How to show $\lim_{x \to 1} \frac{x + x^2 + \dots + x^n - n}{x - 1} = \frac{n(n + 1)}{2}$? I am able to evaluate the limit $$\lim_{x \to 1} \frac{x + x^2 + \dots + x^n - n}{x - 1} = \frac{n(n + 1)}{2}$$ for a given $n$ using l'Hôspital's (Bernoulli's) rule.
The problem is I don't quite like the solution, as it depends on such a heavy weaponry. A limit this simple, should easily be evaluable using some clever idea. Here is a list of what I tried:


*

*Substitute $y = x - 1$. This leads nowhere, I think.

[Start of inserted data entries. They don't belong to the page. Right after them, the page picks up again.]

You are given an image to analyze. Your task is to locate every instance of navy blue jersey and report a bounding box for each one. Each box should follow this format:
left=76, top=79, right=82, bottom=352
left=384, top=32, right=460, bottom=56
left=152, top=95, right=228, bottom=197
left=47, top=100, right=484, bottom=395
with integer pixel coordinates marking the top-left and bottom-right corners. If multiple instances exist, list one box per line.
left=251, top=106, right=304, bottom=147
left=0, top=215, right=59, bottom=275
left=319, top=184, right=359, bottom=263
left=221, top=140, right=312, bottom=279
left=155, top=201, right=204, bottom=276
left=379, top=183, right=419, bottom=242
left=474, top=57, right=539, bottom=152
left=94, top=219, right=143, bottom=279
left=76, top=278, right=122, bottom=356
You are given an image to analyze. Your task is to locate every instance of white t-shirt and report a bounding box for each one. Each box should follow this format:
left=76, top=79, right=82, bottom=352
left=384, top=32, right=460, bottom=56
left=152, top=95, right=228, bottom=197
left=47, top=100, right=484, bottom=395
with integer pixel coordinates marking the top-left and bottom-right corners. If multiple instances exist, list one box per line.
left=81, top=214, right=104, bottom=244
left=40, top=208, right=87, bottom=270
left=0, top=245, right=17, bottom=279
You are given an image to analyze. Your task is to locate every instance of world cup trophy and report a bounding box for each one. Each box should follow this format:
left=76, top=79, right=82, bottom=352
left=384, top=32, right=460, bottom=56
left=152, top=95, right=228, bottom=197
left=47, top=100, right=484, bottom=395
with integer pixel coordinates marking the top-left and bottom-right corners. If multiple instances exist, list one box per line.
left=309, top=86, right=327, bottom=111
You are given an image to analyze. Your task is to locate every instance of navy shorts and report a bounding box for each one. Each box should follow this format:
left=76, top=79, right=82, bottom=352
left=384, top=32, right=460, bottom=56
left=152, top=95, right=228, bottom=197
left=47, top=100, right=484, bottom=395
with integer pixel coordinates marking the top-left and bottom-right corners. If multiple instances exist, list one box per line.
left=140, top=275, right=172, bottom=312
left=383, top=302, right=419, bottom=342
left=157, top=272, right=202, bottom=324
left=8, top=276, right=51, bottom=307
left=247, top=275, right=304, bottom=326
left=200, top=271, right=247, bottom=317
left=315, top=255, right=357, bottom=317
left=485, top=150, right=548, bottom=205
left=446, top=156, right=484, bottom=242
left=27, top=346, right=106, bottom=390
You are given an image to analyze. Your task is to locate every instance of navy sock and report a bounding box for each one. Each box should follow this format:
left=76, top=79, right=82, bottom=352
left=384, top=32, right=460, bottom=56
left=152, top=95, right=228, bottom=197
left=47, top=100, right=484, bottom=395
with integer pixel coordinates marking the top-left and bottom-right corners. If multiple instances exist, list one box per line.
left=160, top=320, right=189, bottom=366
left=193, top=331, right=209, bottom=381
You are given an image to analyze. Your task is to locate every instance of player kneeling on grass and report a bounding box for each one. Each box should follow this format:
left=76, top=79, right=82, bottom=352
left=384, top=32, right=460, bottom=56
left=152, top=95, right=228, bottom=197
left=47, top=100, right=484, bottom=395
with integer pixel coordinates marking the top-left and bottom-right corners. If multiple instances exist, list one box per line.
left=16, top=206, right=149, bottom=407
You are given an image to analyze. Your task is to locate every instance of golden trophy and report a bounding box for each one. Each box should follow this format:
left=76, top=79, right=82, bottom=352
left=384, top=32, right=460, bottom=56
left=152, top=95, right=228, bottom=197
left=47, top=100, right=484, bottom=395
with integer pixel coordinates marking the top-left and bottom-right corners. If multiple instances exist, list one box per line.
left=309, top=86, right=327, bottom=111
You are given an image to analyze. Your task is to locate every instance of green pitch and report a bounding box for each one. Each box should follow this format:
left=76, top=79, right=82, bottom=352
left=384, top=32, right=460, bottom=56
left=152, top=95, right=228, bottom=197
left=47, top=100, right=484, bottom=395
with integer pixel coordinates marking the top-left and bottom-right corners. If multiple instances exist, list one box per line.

*Find the Taylor polynomial. Makes no sense, it is a polynomial.

*Divide by major term. Dividing by $x$ got me nowhere.

*Find the value $f(x)$ at $x = 1$ directly. I cannot as the function is not defined at $x = 1$.

*Simplify the expression. I do not see how I could.

*Using l'Hôspital's (Bernoulli's) rule. Works, but I do not quite like it.


If somebody sees a simple way, please do let me know.

Added later: The approach proposed by Sami Ben Romdhane is universal as asmeurer pointed out. Examples of another limits that can be easily solved this way:


*

*$\lim_{x \to 0} \frac{\sqrt[m]{1 + ax} - \sqrt[n]{1 + bx}}{x}$ where $m, n \in \mathbb{N}$ and $a, b \in \mathbb{R}$ are given, or

*$\lim_{x \to 0} \frac{\arctan(1 + x) - \arctan(1 - x)}{x}$.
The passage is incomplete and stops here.